We then established eight low frequency (LF) populations (initial DDT-R allele frequency 10 %), two mid-frequency (MF) populations (initial DDT-R allele frequency 50 %) and two high frequency (HF) populations (initial DDT-R allele frequencies 90 %) as follows. Each population was started with two hundred three- to five-day old virgin flies at an even sex ratio with *Cyp6g1* genotypes at Hardy-Weinberg equilibrium frequencies (e.g. RR:RS:SS was 2:36:162 and 50:100:50 for LF and MF replicates, respectively).

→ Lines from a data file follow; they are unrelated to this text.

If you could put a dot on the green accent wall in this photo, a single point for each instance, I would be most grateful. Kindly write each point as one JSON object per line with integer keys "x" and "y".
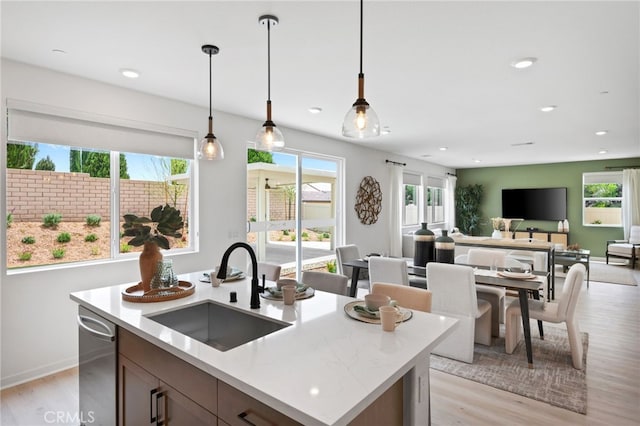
{"x": 494, "y": 179}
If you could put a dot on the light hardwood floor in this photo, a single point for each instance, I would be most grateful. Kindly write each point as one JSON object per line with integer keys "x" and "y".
{"x": 610, "y": 313}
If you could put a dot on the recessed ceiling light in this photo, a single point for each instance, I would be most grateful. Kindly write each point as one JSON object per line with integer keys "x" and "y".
{"x": 523, "y": 63}
{"x": 129, "y": 73}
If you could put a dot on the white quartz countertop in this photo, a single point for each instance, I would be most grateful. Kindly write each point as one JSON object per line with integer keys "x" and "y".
{"x": 323, "y": 370}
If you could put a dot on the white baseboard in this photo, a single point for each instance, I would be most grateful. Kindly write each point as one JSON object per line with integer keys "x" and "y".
{"x": 37, "y": 373}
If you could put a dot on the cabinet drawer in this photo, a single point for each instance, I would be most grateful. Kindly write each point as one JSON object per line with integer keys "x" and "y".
{"x": 238, "y": 408}
{"x": 187, "y": 379}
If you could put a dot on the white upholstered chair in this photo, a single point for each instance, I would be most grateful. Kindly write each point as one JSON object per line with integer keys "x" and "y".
{"x": 388, "y": 270}
{"x": 326, "y": 281}
{"x": 271, "y": 271}
{"x": 626, "y": 249}
{"x": 346, "y": 254}
{"x": 453, "y": 290}
{"x": 407, "y": 297}
{"x": 563, "y": 310}
{"x": 493, "y": 295}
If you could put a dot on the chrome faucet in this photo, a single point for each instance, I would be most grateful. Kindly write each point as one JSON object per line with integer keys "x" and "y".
{"x": 222, "y": 273}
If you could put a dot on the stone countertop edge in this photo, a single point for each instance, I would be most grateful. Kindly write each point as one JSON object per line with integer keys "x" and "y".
{"x": 330, "y": 356}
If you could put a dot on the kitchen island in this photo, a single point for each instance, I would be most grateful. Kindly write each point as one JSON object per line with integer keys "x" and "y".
{"x": 324, "y": 369}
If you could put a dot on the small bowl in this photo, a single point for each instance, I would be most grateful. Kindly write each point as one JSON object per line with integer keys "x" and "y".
{"x": 374, "y": 301}
{"x": 285, "y": 281}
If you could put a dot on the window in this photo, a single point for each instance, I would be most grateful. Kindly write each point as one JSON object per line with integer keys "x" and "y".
{"x": 69, "y": 182}
{"x": 412, "y": 211}
{"x": 434, "y": 211}
{"x": 602, "y": 199}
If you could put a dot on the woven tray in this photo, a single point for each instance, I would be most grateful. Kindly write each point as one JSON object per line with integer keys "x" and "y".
{"x": 135, "y": 294}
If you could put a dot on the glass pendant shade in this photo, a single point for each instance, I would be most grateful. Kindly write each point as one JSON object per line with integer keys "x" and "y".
{"x": 361, "y": 121}
{"x": 209, "y": 148}
{"x": 269, "y": 138}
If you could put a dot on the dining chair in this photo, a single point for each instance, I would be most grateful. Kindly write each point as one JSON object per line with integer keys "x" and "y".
{"x": 494, "y": 295}
{"x": 388, "y": 270}
{"x": 326, "y": 281}
{"x": 271, "y": 271}
{"x": 346, "y": 254}
{"x": 563, "y": 310}
{"x": 406, "y": 296}
{"x": 453, "y": 289}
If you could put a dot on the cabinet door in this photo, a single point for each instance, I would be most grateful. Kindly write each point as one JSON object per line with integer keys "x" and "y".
{"x": 135, "y": 398}
{"x": 176, "y": 409}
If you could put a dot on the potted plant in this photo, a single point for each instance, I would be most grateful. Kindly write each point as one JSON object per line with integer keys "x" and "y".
{"x": 152, "y": 233}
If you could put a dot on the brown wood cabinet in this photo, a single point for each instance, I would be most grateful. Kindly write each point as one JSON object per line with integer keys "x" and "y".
{"x": 156, "y": 387}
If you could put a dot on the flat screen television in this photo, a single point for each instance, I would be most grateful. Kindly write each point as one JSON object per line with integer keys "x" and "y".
{"x": 535, "y": 203}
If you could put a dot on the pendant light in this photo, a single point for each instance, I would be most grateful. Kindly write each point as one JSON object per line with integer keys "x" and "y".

Populations were reared in vials (diameter 4.5 cm and height 12 cm) with adult flies left to mate and lay eggs for 72 hours, at which time the adults were removed, to limit larval density, and stored at −20 °C. Larvae were allowed to develop, pupate and eclose, and were collected as virgins for four days after initial eclosions. Eighty flies of each sex (n = 160) from the second and third day of eclosion were then haphazardly selected to act as parental flies for the next generation. Non-parental flies (i.e. offspring that were not members of the selected 160) were frozen. The process was repeated for four more generations, after which the populations were terminated. To determine the frequency of *Cyp6g1* genotypes at the end of this period about 50 individual 5th generation flies were analysed by PCR [3] for the presence/absence of the *Accord* LTR-inserted resistance allele.

We also used previously collected population-cage data [37]. The original aim of this population cage experiment was to determine if DDT-R conferred an overall pleiotropic fitness advantage at the population level. Two sets of population cages were established using either 50 RR 5-generation-backcrossed virgin females or males crossed to 50 SS males or 50 SS virgin females (RR × SS and SS × RR), respectively. For each set, three replicate cages were run for a total of six replicate populations (designated here as nHW populations). Flies were left to mate and lay eggs for 72 hours at which time the adults were removed to limit larval density. Following the emergence of the next generation, adult flies were collected for seven days and then used to found a new cage for the next generation. The populations were maintained in this manner for 10 generations. At each generation 80–120 adult offspring were taken from the transfer population to allow allele frequency estimation using PCR [22].